Investigations on bio-geological interactions in space and time enlarge our knowledge about how life is changing the environment of Planet Earth and how the Geosphere and the Biosphere interact. On one hand, the origin, evolution and distribution of life as well as biogeochemical cycling influence different processes within the Geosphere. On the other hand, geomorphological features, geological processes, climate dynamics, and geophysical conditions affect the Biosphere and are key elements of the past, present and future co-evolution of the Geo- and Biosphere on Earth. New ideas and innovative strategies are needed to investigate these complex interactions between the Biosphere and the Geosphere through big data synthesis and analysis across wide spatial and temporal scales ranging from DNA-level studies to plate tectonics. Results obtained by this interdisciplinary approach will also be of significance for the understanding of other terrestrial planets in space and the potential for life beyond Earth. The envisioned methods for this data-driven research enterprise are completely open and may include, but are not limited to: experimental approaches or model studies as well as in situ- or remote-sensing observations.

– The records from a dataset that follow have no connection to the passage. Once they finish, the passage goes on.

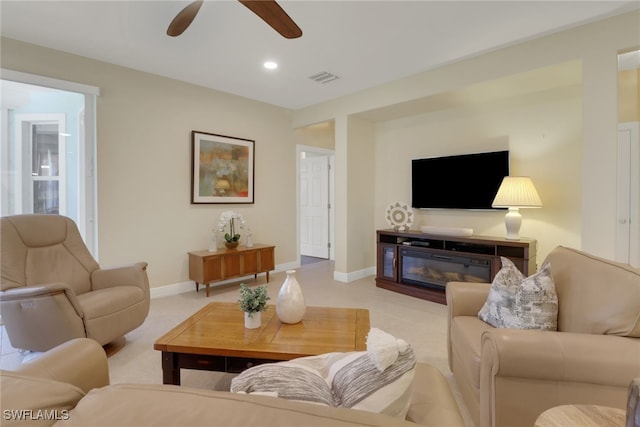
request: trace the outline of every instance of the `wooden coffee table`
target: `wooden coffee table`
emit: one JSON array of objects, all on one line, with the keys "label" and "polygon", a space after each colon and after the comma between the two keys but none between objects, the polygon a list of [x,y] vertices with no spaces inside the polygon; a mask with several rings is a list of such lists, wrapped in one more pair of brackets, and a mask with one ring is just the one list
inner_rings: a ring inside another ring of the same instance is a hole
[{"label": "wooden coffee table", "polygon": [[535,427],[624,427],[624,409],[598,405],[561,405],[544,411]]},{"label": "wooden coffee table", "polygon": [[180,384],[180,369],[242,372],[261,363],[330,352],[366,350],[369,310],[307,307],[301,322],[280,322],[274,304],[262,325],[245,329],[237,303],[212,302],[158,338],[162,381]]}]

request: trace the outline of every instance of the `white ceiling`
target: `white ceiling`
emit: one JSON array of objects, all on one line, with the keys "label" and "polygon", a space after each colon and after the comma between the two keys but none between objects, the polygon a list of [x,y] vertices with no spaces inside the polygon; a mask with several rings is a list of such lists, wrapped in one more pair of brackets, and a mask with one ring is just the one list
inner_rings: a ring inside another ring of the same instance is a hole
[{"label": "white ceiling", "polygon": [[[640,8],[635,1],[282,0],[303,35],[287,40],[234,0],[1,0],[0,33],[125,67],[298,109],[462,58]],[[275,71],[262,68],[275,60]],[[329,83],[309,77],[327,71]]]}]

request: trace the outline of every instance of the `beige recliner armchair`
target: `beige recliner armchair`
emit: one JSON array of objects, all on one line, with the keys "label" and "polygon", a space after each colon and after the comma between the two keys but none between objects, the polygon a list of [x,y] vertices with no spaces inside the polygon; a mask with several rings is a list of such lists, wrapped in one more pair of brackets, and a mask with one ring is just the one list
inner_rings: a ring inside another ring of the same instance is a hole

Humans continuously interact with the geosphere. Human agency leads to global climate change, land use change or - more generally - changed states and flows in ecosystem services provided to humanity. Therefore, information on the human impact on Earth and how to transition to a more sustainable use of resources are among the core challenges at the cross-section of information sciences and geosciences. More complete datasets and models to monitor ongoing changes, to illustrate future mitigation and transitional adaptation pathways related to climate change are urgently needed. Modelling and monitoring of global land cover and land use change needs substantial advancement. A prerequisite for such novel information is the integration of big data related approaches. In the domain of "Human habitat and sustainability" Geo.X therefore explicitly addresses information needs related to climate change modelling and land cover and land use change analyses based on satellite data and other big data domains.